神奈川県の人口9百万人の内、三分の一は湘南地区に居住する。横浜市の西部地区には横浜の人口の半数が、そして相模原など北部地区にも110万人が住んでいる。仮に今日に当てはめるなら、600万人が被災者となる。ただし、あくまで火砕流だ。加えて降灰被害がある。これがまた凄まじい。

かつての破局噴火による降灰量は、小田原で4m、湘南地区で1m、横浜市や東京23区では20cmだったという。ある試算では、トカラ列島の噴火で日本列島が壊滅する降灰量は、東日本で10cmだ。10cmなら関東地方のみならず、東北地方や北信越だって降り積もる。風向きにもよるが、浜岡原発のある静岡県の南東部は、さらに近い。

日本では今、十を越える活火山が動き出している。今朝のニュースだと桜島の噴火が年間で500回に達した。これは観測史上最速だという。

M9を超える巨大地震の場合、4年以内に規模の大きな噴火が起きる確率は100%だ。御嶽山の噴火は規模的にカウントに値しない。ならば次なる噴火はどこなのか。その前に別の地震を誘発するのか。

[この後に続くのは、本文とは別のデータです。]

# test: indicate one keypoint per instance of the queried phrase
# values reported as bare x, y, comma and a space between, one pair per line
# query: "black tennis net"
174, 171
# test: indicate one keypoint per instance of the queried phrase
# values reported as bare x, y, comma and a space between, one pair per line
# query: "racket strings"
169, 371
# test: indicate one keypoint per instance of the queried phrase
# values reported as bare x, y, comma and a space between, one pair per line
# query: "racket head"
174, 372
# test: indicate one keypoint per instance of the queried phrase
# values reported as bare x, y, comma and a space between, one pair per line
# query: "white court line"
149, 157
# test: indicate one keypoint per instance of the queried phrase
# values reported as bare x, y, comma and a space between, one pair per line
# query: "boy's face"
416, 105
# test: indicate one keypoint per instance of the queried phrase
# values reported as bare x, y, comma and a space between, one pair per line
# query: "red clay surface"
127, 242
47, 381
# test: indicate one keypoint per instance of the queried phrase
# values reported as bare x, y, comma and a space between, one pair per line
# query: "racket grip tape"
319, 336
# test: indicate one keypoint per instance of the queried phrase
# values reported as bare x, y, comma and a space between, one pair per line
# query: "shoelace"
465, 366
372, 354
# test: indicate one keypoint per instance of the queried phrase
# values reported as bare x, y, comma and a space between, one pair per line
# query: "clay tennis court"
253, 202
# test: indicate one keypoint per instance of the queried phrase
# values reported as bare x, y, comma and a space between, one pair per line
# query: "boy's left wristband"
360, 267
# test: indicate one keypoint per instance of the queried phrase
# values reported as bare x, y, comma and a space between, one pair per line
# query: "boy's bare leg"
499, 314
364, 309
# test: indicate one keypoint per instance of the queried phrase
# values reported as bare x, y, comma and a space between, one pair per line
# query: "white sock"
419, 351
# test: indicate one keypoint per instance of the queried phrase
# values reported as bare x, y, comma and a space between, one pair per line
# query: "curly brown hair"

巨大地震や噴火は怖い。だが、一ヶ所に目を奪われて虚を衝かれるのは、もっと怖い。世界最大の海底火山(タム山塊)だって日本近海にある。これが動けば、史上稀に見る破局的な噴火に巨大地震、そして巨大な津波が同時に発生する。まっ、これはないと思うが、物事に絶対はない。やはり人間社会には自然の反乱が一番の恐怖だ。